1. My first question is whether the speaker is truly an officer of this State. I don’t think so, and I have heard the speaker, at a press conference in the back hallway, take issue with a reporter’s assertion that he is a state official. The speaker had answered a question about his stand on the school finance issue by saying that he was representing his constituents’ wishes, and the reporter had responded by saying that he was a statewide official and should have a statewide view. The speaker’s response was No, he was the state representative from Midland. Notwithstanding this anecdotal experience, I am not persuaded that the mention of the speaker and the president pro tempore of the Senate in Article 3, Section 9, elevate them to the status of officers of the state. They are officers of their legislative chambers, nothing more. Mere mention in the Constitution does not confer statewide status on them. If the speaker is not an officer of the state, then his entire argument falls apart.
2. Furthermore, if the speaker is not an officer of the state, then the protections of Article 15, Section 7, requiring the Legislature to enact a law providing a mode for a state officer’s removal, do not shelter him from action. In fact, Article 15 has nothing to do with the speaker. The subject of the article is “Impeachment.” The requirement of a law providing a mode for a state officer’s removal applies only to the impeachment process. Which officers are subject to impeachment? See Article 15, Section 2:
TRIAL OF IMPEACHMENT OF CERTAIN OFFICERS BY SENATE. Impeachment of the Governor, Lieutenant Governor, Attorney General, Treasurer, Commissioner of the General Land Office, Comptroller, and the Judges of the Supreme Court, Court of Appeals, and District Court shall be tried by the Senate.
These are the only state officers to whom the requirement applies that the Legislature must enact a law providing for a mode of removal. The omission of the speaker can only mean (a) that the speaker is not a state officer; or (b) that the requirement does not apply to his removal, the rules of the House being sufficient to provide for a procedure.
3. The speaker returns to Article 3, Section 9, for the next step in his argument:
PRESIDENT PRO TEMPORE OF THE SENATE; SPEAKER OF THE HOUSE OF REPRESENTATIVES. [omitting language concerning the President Pro Tempore] The House of Representatives shall, when it first assembles, organize temporarily, and thereupon proceed to the election of a Speaker from its own members.

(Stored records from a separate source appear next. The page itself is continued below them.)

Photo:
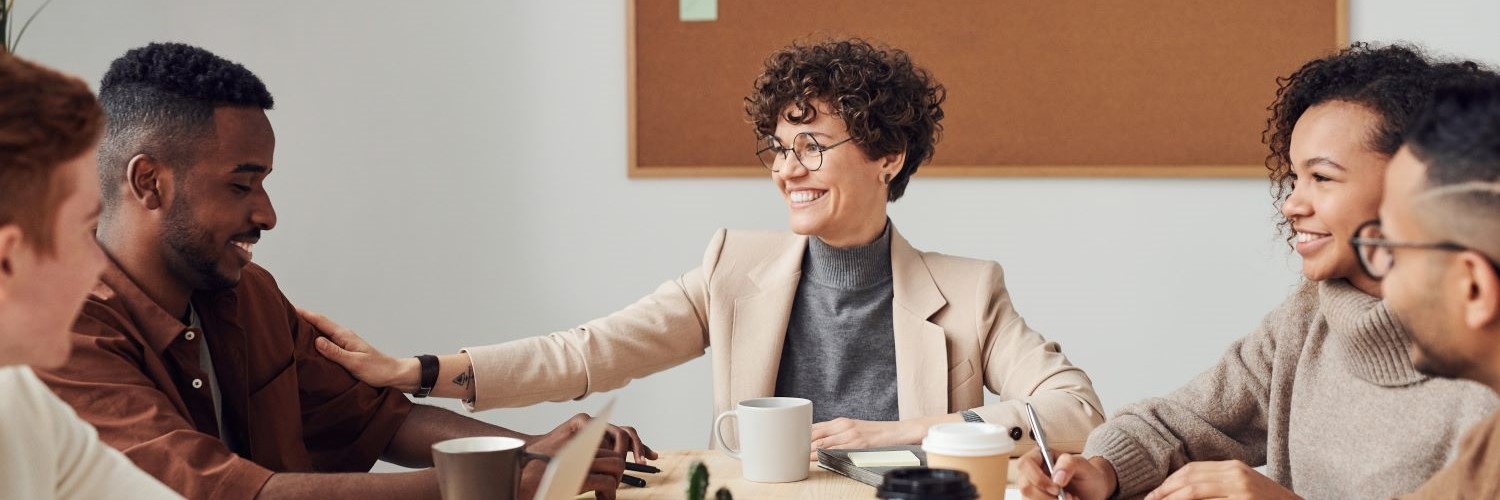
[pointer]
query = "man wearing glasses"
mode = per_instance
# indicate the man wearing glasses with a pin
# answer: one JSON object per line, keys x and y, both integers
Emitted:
{"x": 1440, "y": 218}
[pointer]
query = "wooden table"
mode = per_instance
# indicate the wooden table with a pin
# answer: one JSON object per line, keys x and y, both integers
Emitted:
{"x": 725, "y": 472}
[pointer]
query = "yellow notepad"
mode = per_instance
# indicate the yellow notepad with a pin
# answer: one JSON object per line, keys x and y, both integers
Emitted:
{"x": 900, "y": 458}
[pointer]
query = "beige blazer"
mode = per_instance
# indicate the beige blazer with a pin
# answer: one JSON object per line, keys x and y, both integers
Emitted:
{"x": 956, "y": 335}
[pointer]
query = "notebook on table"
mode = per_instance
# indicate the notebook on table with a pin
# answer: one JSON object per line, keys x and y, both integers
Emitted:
{"x": 839, "y": 461}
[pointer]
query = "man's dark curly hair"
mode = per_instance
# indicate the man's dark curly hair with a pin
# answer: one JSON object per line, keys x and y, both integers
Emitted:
{"x": 1394, "y": 81}
{"x": 159, "y": 101}
{"x": 888, "y": 104}
{"x": 1458, "y": 135}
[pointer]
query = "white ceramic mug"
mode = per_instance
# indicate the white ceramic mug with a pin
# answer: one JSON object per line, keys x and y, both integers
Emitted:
{"x": 776, "y": 436}
{"x": 479, "y": 467}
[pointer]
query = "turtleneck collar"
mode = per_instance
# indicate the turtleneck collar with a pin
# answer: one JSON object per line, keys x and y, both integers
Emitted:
{"x": 849, "y": 268}
{"x": 1367, "y": 335}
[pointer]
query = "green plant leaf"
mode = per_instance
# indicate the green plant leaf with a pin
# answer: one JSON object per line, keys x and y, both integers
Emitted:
{"x": 698, "y": 481}
{"x": 17, "y": 42}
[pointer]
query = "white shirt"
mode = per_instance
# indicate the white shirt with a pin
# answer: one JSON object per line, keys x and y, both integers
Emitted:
{"x": 48, "y": 452}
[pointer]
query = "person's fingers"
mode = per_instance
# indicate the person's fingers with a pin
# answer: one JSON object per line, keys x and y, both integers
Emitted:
{"x": 335, "y": 353}
{"x": 1067, "y": 467}
{"x": 617, "y": 440}
{"x": 1196, "y": 491}
{"x": 1184, "y": 482}
{"x": 636, "y": 446}
{"x": 1031, "y": 475}
{"x": 335, "y": 332}
{"x": 608, "y": 463}
{"x": 602, "y": 485}
{"x": 821, "y": 430}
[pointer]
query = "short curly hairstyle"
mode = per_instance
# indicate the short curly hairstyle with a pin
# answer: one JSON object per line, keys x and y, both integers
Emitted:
{"x": 47, "y": 119}
{"x": 1394, "y": 81}
{"x": 159, "y": 99}
{"x": 888, "y": 104}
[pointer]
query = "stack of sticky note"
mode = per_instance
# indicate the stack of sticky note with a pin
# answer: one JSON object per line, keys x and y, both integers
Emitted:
{"x": 897, "y": 458}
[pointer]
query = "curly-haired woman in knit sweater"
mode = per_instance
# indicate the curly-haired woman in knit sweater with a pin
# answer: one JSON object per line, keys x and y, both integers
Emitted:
{"x": 1322, "y": 394}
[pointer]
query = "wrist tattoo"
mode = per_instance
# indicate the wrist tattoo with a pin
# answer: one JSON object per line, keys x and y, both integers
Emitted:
{"x": 464, "y": 379}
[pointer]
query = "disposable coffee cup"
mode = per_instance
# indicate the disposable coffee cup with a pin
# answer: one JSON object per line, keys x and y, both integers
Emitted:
{"x": 983, "y": 451}
{"x": 926, "y": 484}
{"x": 479, "y": 467}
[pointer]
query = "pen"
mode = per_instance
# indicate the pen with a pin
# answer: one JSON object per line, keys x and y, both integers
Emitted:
{"x": 1041, "y": 443}
{"x": 642, "y": 469}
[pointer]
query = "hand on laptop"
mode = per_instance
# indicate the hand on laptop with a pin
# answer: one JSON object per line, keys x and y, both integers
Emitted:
{"x": 860, "y": 434}
{"x": 603, "y": 475}
{"x": 609, "y": 463}
{"x": 623, "y": 440}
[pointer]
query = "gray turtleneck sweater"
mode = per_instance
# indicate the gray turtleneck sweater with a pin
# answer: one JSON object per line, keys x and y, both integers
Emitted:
{"x": 1323, "y": 395}
{"x": 840, "y": 343}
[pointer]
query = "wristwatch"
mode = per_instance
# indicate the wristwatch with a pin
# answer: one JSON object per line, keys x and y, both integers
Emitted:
{"x": 429, "y": 376}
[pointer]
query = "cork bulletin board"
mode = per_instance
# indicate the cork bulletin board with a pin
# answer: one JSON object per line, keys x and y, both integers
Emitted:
{"x": 1035, "y": 89}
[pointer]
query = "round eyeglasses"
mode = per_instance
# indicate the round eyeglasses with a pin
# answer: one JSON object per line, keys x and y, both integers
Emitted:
{"x": 804, "y": 147}
{"x": 1376, "y": 256}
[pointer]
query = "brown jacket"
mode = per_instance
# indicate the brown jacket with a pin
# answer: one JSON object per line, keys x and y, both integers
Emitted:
{"x": 956, "y": 334}
{"x": 134, "y": 374}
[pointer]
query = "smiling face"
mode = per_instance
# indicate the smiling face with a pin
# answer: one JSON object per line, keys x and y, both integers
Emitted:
{"x": 1415, "y": 290}
{"x": 44, "y": 292}
{"x": 1337, "y": 185}
{"x": 842, "y": 203}
{"x": 222, "y": 206}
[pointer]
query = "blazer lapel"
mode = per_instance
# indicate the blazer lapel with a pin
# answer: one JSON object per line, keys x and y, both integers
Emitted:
{"x": 759, "y": 323}
{"x": 921, "y": 347}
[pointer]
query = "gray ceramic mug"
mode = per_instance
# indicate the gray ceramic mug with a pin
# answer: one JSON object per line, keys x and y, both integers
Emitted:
{"x": 479, "y": 467}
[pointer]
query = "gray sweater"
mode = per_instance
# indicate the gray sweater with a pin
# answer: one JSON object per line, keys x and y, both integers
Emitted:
{"x": 1323, "y": 395}
{"x": 840, "y": 341}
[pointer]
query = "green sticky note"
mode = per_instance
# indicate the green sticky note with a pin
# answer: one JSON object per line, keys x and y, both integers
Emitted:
{"x": 698, "y": 9}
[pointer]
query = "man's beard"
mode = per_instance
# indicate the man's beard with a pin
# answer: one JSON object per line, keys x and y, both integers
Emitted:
{"x": 191, "y": 251}
{"x": 1436, "y": 364}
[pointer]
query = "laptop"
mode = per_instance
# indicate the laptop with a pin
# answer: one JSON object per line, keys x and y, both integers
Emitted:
{"x": 569, "y": 467}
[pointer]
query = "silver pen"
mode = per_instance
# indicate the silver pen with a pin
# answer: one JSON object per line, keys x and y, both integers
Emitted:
{"x": 1041, "y": 445}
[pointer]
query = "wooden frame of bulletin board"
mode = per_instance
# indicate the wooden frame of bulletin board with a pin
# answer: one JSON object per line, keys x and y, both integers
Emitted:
{"x": 1035, "y": 89}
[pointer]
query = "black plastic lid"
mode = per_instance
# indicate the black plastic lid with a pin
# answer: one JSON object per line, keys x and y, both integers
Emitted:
{"x": 926, "y": 484}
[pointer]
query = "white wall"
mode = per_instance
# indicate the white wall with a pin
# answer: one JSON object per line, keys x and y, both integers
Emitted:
{"x": 455, "y": 174}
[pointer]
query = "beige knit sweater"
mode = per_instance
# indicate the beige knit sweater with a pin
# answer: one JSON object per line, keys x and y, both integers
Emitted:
{"x": 1323, "y": 395}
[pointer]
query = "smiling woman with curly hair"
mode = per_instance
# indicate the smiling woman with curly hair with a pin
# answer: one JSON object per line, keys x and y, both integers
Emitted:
{"x": 1323, "y": 394}
{"x": 882, "y": 338}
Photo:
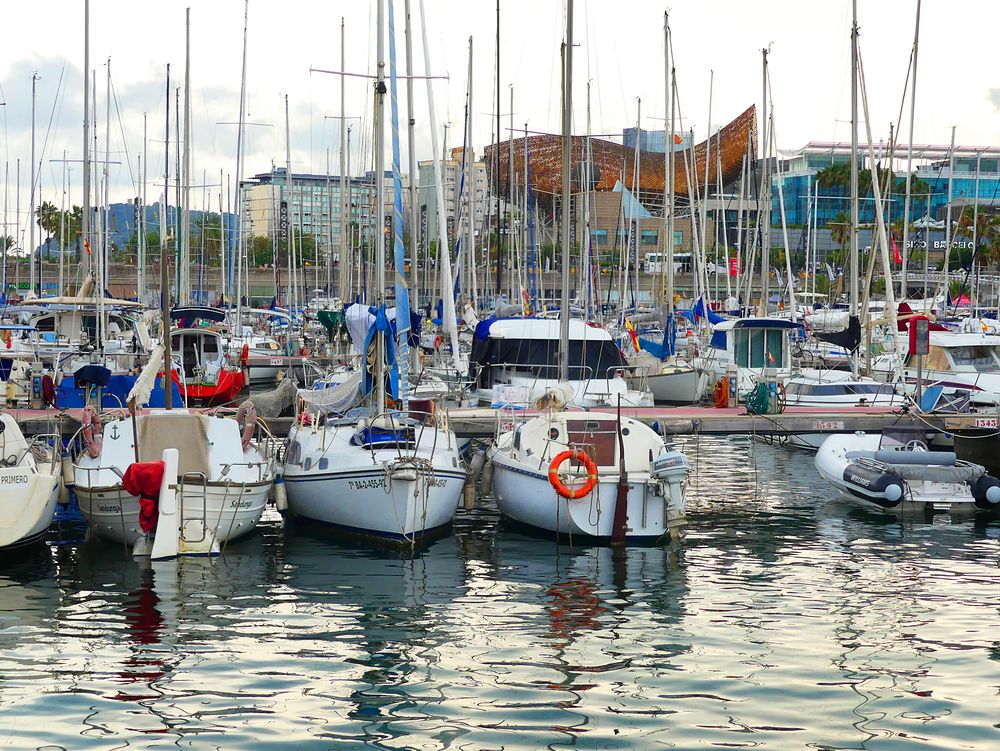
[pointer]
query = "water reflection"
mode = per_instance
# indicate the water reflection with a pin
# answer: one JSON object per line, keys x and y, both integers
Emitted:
{"x": 785, "y": 618}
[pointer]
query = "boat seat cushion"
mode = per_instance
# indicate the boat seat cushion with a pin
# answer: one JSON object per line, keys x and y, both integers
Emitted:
{"x": 185, "y": 432}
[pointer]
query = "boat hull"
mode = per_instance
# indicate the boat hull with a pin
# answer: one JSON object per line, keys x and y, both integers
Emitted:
{"x": 374, "y": 502}
{"x": 229, "y": 510}
{"x": 524, "y": 495}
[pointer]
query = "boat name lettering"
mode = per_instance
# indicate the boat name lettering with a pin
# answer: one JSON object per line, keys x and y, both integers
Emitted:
{"x": 366, "y": 484}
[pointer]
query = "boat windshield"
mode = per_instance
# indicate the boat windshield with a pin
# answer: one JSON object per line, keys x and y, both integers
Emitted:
{"x": 980, "y": 357}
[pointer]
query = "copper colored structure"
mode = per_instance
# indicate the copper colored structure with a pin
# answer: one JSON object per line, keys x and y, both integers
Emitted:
{"x": 614, "y": 162}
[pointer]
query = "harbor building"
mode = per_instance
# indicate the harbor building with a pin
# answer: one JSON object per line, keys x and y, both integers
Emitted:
{"x": 454, "y": 198}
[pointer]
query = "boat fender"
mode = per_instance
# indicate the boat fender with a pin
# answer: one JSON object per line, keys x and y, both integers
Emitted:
{"x": 560, "y": 487}
{"x": 476, "y": 464}
{"x": 874, "y": 483}
{"x": 92, "y": 436}
{"x": 246, "y": 417}
{"x": 280, "y": 494}
{"x": 985, "y": 491}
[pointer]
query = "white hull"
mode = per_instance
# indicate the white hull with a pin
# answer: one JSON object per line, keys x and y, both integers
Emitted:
{"x": 229, "y": 511}
{"x": 681, "y": 386}
{"x": 27, "y": 501}
{"x": 372, "y": 502}
{"x": 524, "y": 495}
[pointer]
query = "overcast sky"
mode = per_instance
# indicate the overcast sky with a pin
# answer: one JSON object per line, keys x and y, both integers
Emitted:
{"x": 619, "y": 49}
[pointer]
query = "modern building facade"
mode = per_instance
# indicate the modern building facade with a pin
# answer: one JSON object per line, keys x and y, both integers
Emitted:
{"x": 974, "y": 179}
{"x": 454, "y": 197}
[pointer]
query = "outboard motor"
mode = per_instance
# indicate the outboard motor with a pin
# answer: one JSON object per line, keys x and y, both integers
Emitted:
{"x": 883, "y": 488}
{"x": 986, "y": 491}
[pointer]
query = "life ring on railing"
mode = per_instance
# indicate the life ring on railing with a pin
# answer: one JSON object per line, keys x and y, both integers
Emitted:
{"x": 92, "y": 435}
{"x": 588, "y": 463}
{"x": 720, "y": 394}
{"x": 246, "y": 418}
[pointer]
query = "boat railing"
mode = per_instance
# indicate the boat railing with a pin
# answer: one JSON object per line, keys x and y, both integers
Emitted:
{"x": 184, "y": 482}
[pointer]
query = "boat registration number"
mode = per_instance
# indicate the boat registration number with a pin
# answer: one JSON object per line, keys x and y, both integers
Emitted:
{"x": 829, "y": 425}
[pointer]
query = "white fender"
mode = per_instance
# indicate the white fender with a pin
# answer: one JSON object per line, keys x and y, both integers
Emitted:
{"x": 166, "y": 541}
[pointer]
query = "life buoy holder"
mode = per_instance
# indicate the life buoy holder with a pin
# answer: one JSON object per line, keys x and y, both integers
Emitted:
{"x": 92, "y": 436}
{"x": 584, "y": 459}
{"x": 246, "y": 418}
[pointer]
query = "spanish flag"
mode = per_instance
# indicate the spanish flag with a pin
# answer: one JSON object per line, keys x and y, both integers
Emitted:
{"x": 631, "y": 333}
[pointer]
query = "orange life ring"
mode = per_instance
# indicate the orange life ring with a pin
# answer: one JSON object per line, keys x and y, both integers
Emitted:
{"x": 92, "y": 435}
{"x": 588, "y": 463}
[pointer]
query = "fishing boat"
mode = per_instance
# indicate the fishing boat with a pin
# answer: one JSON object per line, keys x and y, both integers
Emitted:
{"x": 29, "y": 485}
{"x": 883, "y": 473}
{"x": 205, "y": 374}
{"x": 622, "y": 480}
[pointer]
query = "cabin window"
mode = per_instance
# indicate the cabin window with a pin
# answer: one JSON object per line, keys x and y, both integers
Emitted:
{"x": 979, "y": 357}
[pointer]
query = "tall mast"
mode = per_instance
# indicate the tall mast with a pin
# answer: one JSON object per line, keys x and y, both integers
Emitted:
{"x": 184, "y": 291}
{"x": 444, "y": 253}
{"x": 31, "y": 204}
{"x": 85, "y": 221}
{"x": 764, "y": 200}
{"x": 668, "y": 183}
{"x": 241, "y": 242}
{"x": 380, "y": 200}
{"x": 909, "y": 161}
{"x": 412, "y": 158}
{"x": 567, "y": 193}
{"x": 854, "y": 266}
{"x": 345, "y": 197}
{"x": 164, "y": 289}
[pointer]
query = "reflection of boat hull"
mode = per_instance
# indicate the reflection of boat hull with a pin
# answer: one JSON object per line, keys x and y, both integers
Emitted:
{"x": 229, "y": 510}
{"x": 676, "y": 385}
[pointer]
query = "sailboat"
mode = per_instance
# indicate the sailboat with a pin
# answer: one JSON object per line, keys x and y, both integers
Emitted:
{"x": 376, "y": 472}
{"x": 626, "y": 483}
{"x": 173, "y": 481}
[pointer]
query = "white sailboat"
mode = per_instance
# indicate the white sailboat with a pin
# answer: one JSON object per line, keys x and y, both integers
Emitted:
{"x": 29, "y": 485}
{"x": 627, "y": 484}
{"x": 392, "y": 475}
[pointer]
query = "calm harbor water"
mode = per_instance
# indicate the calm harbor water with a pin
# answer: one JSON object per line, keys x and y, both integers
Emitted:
{"x": 783, "y": 619}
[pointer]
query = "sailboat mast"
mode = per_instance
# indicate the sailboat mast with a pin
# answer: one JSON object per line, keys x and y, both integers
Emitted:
{"x": 909, "y": 161}
{"x": 164, "y": 290}
{"x": 567, "y": 193}
{"x": 670, "y": 154}
{"x": 241, "y": 240}
{"x": 184, "y": 292}
{"x": 412, "y": 159}
{"x": 853, "y": 265}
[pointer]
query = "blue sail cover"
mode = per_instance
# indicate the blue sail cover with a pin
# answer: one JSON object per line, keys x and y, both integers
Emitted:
{"x": 399, "y": 253}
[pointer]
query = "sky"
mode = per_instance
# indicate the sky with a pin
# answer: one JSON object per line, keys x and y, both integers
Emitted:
{"x": 618, "y": 49}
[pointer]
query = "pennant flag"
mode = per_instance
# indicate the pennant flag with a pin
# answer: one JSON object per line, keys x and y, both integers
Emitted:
{"x": 631, "y": 333}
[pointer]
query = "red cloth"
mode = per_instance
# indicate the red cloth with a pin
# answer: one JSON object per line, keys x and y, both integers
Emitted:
{"x": 144, "y": 479}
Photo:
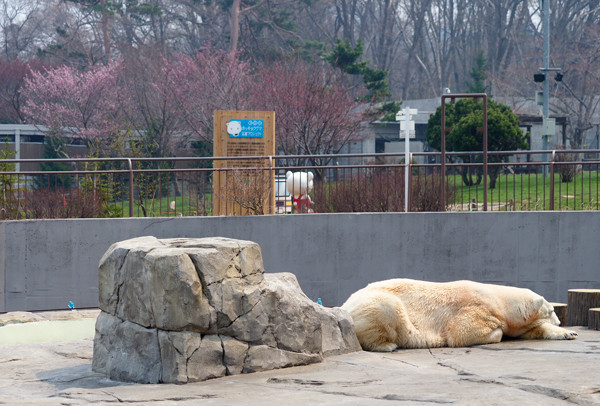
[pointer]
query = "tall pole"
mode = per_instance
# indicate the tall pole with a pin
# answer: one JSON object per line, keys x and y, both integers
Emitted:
{"x": 406, "y": 157}
{"x": 546, "y": 63}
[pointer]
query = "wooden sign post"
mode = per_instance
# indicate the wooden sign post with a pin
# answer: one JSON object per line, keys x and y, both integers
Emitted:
{"x": 244, "y": 186}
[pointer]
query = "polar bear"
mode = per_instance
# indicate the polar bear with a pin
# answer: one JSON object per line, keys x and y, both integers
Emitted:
{"x": 406, "y": 313}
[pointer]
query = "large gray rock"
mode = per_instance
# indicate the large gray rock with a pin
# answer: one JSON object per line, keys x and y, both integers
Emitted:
{"x": 183, "y": 310}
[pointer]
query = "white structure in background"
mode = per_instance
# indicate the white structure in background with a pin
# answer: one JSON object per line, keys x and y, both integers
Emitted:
{"x": 407, "y": 131}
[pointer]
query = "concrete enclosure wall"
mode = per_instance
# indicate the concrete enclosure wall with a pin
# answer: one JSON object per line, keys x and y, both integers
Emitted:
{"x": 44, "y": 264}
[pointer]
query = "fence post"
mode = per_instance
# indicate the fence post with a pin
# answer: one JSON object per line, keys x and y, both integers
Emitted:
{"x": 130, "y": 187}
{"x": 552, "y": 180}
{"x": 409, "y": 185}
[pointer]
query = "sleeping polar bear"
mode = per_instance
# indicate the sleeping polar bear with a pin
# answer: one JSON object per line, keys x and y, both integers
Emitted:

The argument here is that since the Constitution requires the election of a speaker when the Legislature first assembles, it cannot choose a speaker at any other time, because to do so would be an attempt to amend the Constitution by a motion in one house. This is ridiculous. If the chair were to become vacant by a means other than removal–say, due to death or resignation–would the House be prohibited from choosing a successor? Of course not. In any event, what the House is seeking to do is REMOVE a speaker. They are entitled to do this by privileged resolution under the House rules. Or were, until the speaker made this ruling that allows himself to perpetuate his control without having to grant recognition to those who would oppose him. Once the chair is vacant, they can proceed to fill the vacancy as they would have done, had the vacancy occurred due to death or resignation.
This ruling is good for one thing and one thing only: It will be an object of historical curiosity for future parliamentarians who will wonder how in the world someone of their ilk could produce such nonsense.